Я предполагал, что «бумажка» эта уже лежит в какой-нибудь секретной папке капитана Свиридова, но на всякий случай просто кивнул.
– Чтобы не компрометировал?
– Имянно! – радостно поднял палец доктор биологических наук. – Какой вы понятливый молодой человек! А то потом приезжают к нам с мест всякие люди, обращаются к нам, ссылаясь на всяких самозванцев…
– Много отбиваться приходится? – сочувственно покачал я головой.

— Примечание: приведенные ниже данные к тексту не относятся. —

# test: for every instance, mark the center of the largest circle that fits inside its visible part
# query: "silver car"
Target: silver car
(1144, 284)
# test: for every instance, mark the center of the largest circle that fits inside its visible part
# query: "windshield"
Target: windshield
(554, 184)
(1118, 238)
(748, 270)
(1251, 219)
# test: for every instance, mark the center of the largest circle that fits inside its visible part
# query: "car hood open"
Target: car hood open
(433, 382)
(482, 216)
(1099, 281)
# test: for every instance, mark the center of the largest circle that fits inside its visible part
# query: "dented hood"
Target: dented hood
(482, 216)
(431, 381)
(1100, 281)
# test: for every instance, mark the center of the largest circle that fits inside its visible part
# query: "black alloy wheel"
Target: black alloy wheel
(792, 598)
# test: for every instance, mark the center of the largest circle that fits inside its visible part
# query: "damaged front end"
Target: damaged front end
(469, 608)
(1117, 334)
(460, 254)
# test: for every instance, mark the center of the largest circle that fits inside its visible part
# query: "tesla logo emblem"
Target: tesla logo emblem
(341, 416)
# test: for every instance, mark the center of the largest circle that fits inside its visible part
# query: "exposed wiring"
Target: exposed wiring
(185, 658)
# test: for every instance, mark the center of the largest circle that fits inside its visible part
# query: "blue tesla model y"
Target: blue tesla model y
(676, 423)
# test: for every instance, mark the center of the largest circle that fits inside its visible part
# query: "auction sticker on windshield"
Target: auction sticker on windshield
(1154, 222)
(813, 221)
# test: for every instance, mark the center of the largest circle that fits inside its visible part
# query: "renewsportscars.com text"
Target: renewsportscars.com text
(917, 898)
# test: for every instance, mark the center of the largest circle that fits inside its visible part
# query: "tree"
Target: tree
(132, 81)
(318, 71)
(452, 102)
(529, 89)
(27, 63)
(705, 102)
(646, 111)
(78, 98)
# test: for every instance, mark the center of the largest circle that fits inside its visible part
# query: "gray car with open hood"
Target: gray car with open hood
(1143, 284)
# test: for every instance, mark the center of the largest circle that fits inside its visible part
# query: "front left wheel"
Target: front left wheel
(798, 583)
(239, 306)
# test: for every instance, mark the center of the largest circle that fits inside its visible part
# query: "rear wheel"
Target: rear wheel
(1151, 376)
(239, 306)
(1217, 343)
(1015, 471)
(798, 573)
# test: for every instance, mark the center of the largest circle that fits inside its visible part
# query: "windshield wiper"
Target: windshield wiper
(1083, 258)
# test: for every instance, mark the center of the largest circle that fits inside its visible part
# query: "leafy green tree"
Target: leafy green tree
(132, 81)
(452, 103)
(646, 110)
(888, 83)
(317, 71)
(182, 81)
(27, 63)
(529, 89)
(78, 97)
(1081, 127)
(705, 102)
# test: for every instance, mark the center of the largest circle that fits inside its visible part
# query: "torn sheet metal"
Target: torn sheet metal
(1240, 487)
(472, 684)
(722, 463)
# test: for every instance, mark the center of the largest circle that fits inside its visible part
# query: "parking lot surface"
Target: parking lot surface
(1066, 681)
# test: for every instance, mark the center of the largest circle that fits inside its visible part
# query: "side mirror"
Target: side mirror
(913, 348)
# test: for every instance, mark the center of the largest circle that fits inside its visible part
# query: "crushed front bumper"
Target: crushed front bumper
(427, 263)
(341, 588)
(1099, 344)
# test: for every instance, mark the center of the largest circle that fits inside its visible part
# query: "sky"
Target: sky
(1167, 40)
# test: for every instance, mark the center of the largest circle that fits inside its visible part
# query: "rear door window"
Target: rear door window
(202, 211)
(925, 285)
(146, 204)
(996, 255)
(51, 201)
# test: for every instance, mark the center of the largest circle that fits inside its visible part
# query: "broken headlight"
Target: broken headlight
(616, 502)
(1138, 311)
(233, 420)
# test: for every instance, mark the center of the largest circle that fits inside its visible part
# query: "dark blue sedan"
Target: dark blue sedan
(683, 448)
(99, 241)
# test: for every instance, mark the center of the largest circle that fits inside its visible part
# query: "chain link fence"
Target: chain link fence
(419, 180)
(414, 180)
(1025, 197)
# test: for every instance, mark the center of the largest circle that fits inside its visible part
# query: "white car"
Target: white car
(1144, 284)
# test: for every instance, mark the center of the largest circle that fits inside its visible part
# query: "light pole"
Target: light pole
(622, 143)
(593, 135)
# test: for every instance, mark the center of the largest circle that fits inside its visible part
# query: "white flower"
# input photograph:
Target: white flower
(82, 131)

– Да не то что много… – скривился Леонтьев. – Видите ли, этот Протасов всё стремится к тому, чтобы организации, подобные нашей, исполняли свой гражданский долг. Но мы государственная организация, и у нас нет и не может быть гражданского долга. Мы действуем согласно уставу о федеральном государственном учреждении «Институт глобальной экологии и управления дикой природой». Действовать в соответствии с ним – и есть гражданский долг наших сотрудников. А если кто-то из них понимает свой гражданский долг иначе, нежели записано в нашем уставе, то пусть исполняет его в свободное от работы время.